La manager Jeanne Nelson est originaire de Chicago. Membre de la commission des finances du parti démocrate, elle souhaite voir des personnes compétentes à la Maison-Blanche. «Quelqu’un d’expérimenté qui honore la Constitution et dit la vérité», confie-t-elle. «Il ne s’agit pas seulement d’élire une femme. Harris est compétente, le fait qu’elle soit une femme, une femme noire, est formidable. Les personnes que nous élisons devraient être le reflet de nous tous.»
Sa mère devait demander la permission à son père si elle voulait avoir une carte de crédit. Ses deux filles ont fait de grandes carrières professionnelles. «Le temps passe et il y a des progrès» souligne Jeanne Nelson.

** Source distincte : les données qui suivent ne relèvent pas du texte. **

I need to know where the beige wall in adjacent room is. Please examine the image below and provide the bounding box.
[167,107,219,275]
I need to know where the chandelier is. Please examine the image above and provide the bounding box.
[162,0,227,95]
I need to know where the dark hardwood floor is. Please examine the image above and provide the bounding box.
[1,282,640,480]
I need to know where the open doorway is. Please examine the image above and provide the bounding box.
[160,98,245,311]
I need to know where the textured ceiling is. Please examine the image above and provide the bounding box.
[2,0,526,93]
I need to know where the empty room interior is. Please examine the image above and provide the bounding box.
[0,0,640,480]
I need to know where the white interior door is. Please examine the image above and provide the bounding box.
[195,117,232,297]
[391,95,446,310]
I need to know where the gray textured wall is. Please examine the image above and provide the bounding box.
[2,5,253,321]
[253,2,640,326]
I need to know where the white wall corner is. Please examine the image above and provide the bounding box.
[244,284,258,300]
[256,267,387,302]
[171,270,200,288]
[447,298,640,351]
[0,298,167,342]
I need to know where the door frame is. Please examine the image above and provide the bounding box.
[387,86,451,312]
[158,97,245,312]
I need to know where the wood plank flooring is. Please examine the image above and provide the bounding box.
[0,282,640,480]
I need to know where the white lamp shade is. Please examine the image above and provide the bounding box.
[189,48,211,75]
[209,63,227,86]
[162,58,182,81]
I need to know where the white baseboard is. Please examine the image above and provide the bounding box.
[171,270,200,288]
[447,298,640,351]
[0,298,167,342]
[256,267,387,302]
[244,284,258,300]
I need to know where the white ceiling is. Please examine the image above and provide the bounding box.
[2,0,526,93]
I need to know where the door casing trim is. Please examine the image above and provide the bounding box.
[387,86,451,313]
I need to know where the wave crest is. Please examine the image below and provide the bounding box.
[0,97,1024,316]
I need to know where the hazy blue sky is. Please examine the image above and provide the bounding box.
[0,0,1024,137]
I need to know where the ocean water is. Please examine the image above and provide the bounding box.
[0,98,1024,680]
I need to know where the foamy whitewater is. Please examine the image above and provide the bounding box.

Il y a huit ans, les démocrates désignaient pour la première fois une candidate à la présidence en la personne d’Hillary Clinton. Mais elle a perdu contre Donald Trump, qui se présente désormais contre Kamala Harris. «Il y avait beaucoup de misogynie chez Hillary». En outre, elle a pâti des casseroles de son mari, l’ex-président Bill Clinton. «Kamala Harris a une énergie très différente. Elle est beaucoup plus positive», souligne Jeanne Nelson.
Une autre chose différencie Kamala Harris et Hillary Clinton. Il y a huit ans, celle qui était alors ministre des Affaires étrangères avait déclaré qu’elle voulait écrire l’histoire et devenir la première femme à entrer à la Maison Blanche. Kamala Harris pourrait le devenir, mais elle en parle à peine.